Le film de Morel donne du sens au « Monologue de Schönberg » et au « Temps compté », et illustre la technique de soundpainting. Voir Cotinaud diriger l’orchestre avec autant de précision  en utilisant le soundpainting est impressionnant et convaincant. Comme il l’explique, l’improvisation est possible jusqu'à cinq musiciens, mais, au-delà, cela devient périlleux et le soundpainting est une aide salutaire. Les images montrent avec brio les interactions entre les musiciens, les danseurs, les comédiens et le soundpainting. Tout le monde joue : les musiciens sur leurs instruments, la comédienne avec le texte, les danseurs sur la table avec le vibraphone (pour une partie de ping-pong) ou autour des musiciens… Quant aux interventions de Cotinaud, de la violoncelliste Deborah Walker et du trompettiste Andrew Crocker, ils apportent un éclairage intéressant sur la démarche musicale du Klangfarben Ensemble. « Le Monologue de Schönberg » se découpe en trois parties : les débuts et la rivalité avec Claude Debussy, le renouveau avec Cage (« De Cage il ne reste que le silence » se dit Schönberg à lui-même…) et le présent, avec les spectacles pluridisciplinaires. Si la première partie se concentre davantage sur le texte et que la troisième partie est un mariage entre danse et texte, la partie consacrée à Cage tourne au délire car, comme l’explique Cotinaud, en huit minutes, les douze artistes doivent faire douze actions, pour représenter les douze tons que Schönberg a fait voler en éclat…

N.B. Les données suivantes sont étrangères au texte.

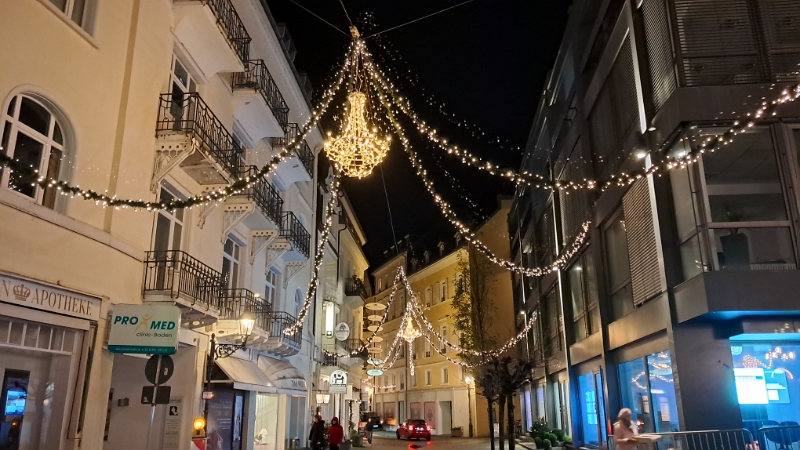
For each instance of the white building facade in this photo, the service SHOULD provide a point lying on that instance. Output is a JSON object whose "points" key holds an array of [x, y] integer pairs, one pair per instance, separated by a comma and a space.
{"points": [[153, 100]]}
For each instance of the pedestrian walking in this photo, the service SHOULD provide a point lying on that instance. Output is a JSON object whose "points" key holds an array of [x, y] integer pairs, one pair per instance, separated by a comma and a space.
{"points": [[625, 430], [317, 435], [335, 434]]}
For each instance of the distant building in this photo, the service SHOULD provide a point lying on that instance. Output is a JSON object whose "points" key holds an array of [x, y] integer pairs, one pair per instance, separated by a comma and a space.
{"points": [[683, 298], [438, 391]]}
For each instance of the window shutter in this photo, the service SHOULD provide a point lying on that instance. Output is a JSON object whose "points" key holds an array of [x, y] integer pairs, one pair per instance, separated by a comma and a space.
{"points": [[659, 50], [642, 245]]}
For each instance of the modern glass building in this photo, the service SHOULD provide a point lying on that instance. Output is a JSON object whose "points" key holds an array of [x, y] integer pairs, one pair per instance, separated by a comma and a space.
{"points": [[682, 301]]}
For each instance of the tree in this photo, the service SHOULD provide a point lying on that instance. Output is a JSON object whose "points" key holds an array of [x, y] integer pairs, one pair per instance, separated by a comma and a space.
{"points": [[473, 319]]}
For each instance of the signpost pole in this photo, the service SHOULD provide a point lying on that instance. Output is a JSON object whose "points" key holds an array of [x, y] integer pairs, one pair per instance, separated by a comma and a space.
{"points": [[153, 400]]}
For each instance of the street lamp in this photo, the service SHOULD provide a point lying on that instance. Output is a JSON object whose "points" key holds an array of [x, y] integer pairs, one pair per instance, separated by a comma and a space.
{"points": [[246, 323], [469, 381]]}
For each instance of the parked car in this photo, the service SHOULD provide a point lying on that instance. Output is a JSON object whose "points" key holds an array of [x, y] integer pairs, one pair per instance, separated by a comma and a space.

Le coffret du Monologue de Schönberg et Variations sur une collection de timbres confirme que les spectacles du Klangfarben Ensemble doivent être vus pour que toutes les richesses de la pluridisciplinarité puissent s’apprécier à leurs justes valeurs, mais que les pièces instrumentales se suffisent à elles-mêmes et sont enthousiasmantes.